Redesigning research and product development so that the explorative nature of data science becomes a driver for innovation
Zalando leverages cutting edgemachine learning technologies to be Europe’s leading online platform for fashion and lifestyle. In order to develop these products, data scientists and product roles have to work together closely.
As the Agile Coaching Team, we went on a journey to discover ways to make our machine learning product development more effective. As a result, we created tools and environments to help data scientists and product roles work together from day one; making solutions better, testing ideas faster and simplifying collaboration. Now, people in very different roles understand each other’s backgrounds and motivations better, reducing conflicts and handover costs. Solutions are viewed early from multiple perspectives and often the best ideas come from places where you least expect them.
Discovering the data science impossibility patterns
To avoid jumping to solutions that would have no effect, we did over 20 interviews looking at multidisciplinary areas and teams who build data science/machine learning (DS/ML) heavy products. We were looking out for “pains and gains” of all involved roles, analyzing artefacts and work styles, shadowing their meetings.
We found several patterns for which we developed a solution:
- “Data science takes a long time” - was often stated as a dogma by data scientists, product roles and leads. Of course, there are technical constraints, large amounts of data to fetch and models to be tested and trained. But much more it is about psychology: as data science takes time, it costs a lot of money, and where so much money goes, impactful deliveries are expected. Therefore, expectations to deliver results piled high in big batches in their backlogs and OKRs that “focus 120% on delivery” of course take a long time! That creates the second problem:
- “Data scientists do not know which customer problem they are solving” - as there is a complete focus on delivery there is no time to do proper customer discovery and problem definition. Therefore backlog refinement, planning and demoing gets “hard.” That creates the third problem:
- “Agile does not work in data science” - as “Scrum” is often a synonym for Agile, without a clear problem to solve, Scrum ceremonies do not work. Also, retrospectives hardly help fix the ceremonies as they are not broken. Instead, Scrum is just the “wrong” tool to discover customer problems.
One of our biggest contributions as coaches was that we created time for innovation; a five-day learning journey combining directed and self-driven workshops, an open space, coaching sessions, community work, peer-to-peer learning and teach-back-formats in an co-creative way.
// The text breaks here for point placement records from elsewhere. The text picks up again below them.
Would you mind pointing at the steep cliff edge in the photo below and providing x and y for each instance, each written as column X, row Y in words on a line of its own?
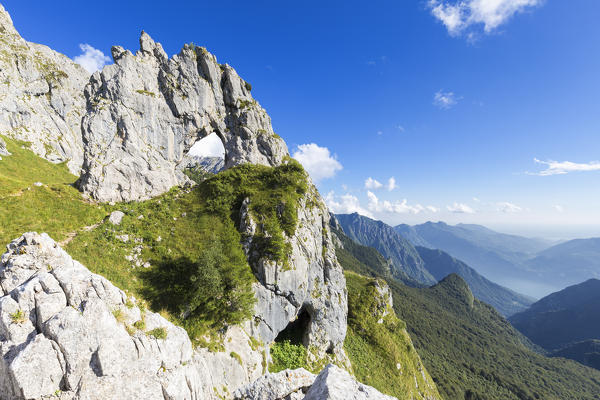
column 41, row 97
column 146, row 111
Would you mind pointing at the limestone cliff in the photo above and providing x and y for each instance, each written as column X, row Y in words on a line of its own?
column 146, row 111
column 41, row 97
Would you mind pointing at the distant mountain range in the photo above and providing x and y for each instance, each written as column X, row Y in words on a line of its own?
column 562, row 318
column 566, row 323
column 426, row 266
column 536, row 267
column 441, row 264
column 405, row 259
column 469, row 349
column 570, row 262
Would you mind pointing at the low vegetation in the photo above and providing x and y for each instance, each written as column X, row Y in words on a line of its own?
column 380, row 350
column 55, row 207
column 180, row 252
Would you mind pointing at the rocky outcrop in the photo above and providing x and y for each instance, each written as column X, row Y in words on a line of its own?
column 3, row 150
column 146, row 111
column 41, row 97
column 67, row 333
column 212, row 165
column 311, row 286
column 284, row 385
column 333, row 383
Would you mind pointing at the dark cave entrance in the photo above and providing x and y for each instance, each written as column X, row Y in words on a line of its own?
column 296, row 331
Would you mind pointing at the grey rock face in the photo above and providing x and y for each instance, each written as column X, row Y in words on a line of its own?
column 3, row 151
column 312, row 287
column 284, row 385
column 406, row 262
column 146, row 111
column 65, row 329
column 334, row 383
column 211, row 165
column 41, row 97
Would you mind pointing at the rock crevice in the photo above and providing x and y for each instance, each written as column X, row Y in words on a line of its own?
column 146, row 111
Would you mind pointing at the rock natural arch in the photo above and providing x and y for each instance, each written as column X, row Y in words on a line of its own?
column 146, row 111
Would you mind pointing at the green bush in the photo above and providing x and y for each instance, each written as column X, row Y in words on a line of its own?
column 287, row 355
column 215, row 287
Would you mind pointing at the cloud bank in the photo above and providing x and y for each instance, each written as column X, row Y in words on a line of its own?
column 564, row 167
column 458, row 16
column 317, row 160
column 460, row 208
column 91, row 59
column 444, row 100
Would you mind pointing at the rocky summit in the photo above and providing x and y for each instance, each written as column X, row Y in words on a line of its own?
column 146, row 111
column 67, row 333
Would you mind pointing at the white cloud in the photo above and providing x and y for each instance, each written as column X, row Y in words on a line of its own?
column 371, row 183
column 317, row 161
column 460, row 208
column 209, row 146
column 458, row 16
column 508, row 208
column 564, row 167
column 391, row 184
column 91, row 59
column 345, row 204
column 398, row 207
column 445, row 100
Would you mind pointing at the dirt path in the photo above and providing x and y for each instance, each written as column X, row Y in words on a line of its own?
column 73, row 235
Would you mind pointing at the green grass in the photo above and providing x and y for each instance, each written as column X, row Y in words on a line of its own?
column 287, row 355
column 18, row 317
column 198, row 275
column 56, row 208
column 158, row 333
column 382, row 354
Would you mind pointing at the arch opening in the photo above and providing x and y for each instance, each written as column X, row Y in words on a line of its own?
column 206, row 157
column 296, row 331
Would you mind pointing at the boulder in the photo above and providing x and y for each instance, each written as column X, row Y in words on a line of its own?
column 282, row 385
column 116, row 217
column 334, row 383
column 66, row 330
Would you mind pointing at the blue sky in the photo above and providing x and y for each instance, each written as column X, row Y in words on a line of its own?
column 453, row 101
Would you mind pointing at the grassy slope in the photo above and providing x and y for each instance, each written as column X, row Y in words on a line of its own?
column 377, row 349
column 176, row 234
column 473, row 353
column 56, row 207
On this journey we outlined a three-day workshop around two top priority topics as real cases, each tackled by one multidisciplinary initiative. The initiative pulled together experts from formerly separate teams, to deliver customer value end-to-end. In this way, we progressed while learning (did not interrupt work with trainings), using multidisciplinary collaboration while introducing it. Tackling real cases like “Personal Relevance in Browsing” and “Transparency About Personalization” was a clear requirement to get the buy-in from the leads.
We had over 40 customer interviews performed by data scientists and engineers, fostering a much deeper understanding of the customer and problem space they build solutions for. Almost as a side effect, it raised empathy for product roles, improving collaboration and lowering the cost of handovers and conflicts.
With this journey, we served and enabled a toolchain for customer discovery, problem definition and small, fast and cheap experiments of solutions “prototypes” (ideas, hypotheses, assumptions). Zalando packaged these tools in a framework that we call 4D: Discover - Define - Design - Deliver.
One key element of the learning journey was the co-creation of a concept of how we can use “hypothesis” to steer collaboration. Known from “hypothesis driven software development,” product work, as well as in data science, we developed a concept that enables working with hypotheses across the whole DS/ML workflow. Starting with “Explorative Research” managing input like time, effort, scope, as by the nature of science the output is not predictable during exploration. We set as early finish criteria the capability to formulate a “directional hypothesis.” This enables us to switch from “Explorative Research” to “Hypothesis Testing Research” gaining more transparency, predictability and control. Combined with hypothesis-driven product work and engineering, we can use this and science as central elements to streamline collaboration in DS/ML heavy products.
In a multidisciplinary setup we co-discovered the customer, and created hypotheses around their needs, pains and gains. We tested these hypotheses early and learned, refined and iterated.
With this journey, we created space for the unknown; the place where innovation is rooted. We equipped our teammates with the “right” tools and workflows, and sent them on a learning experience across all disciplines, ranks, teams and units to find truly new land.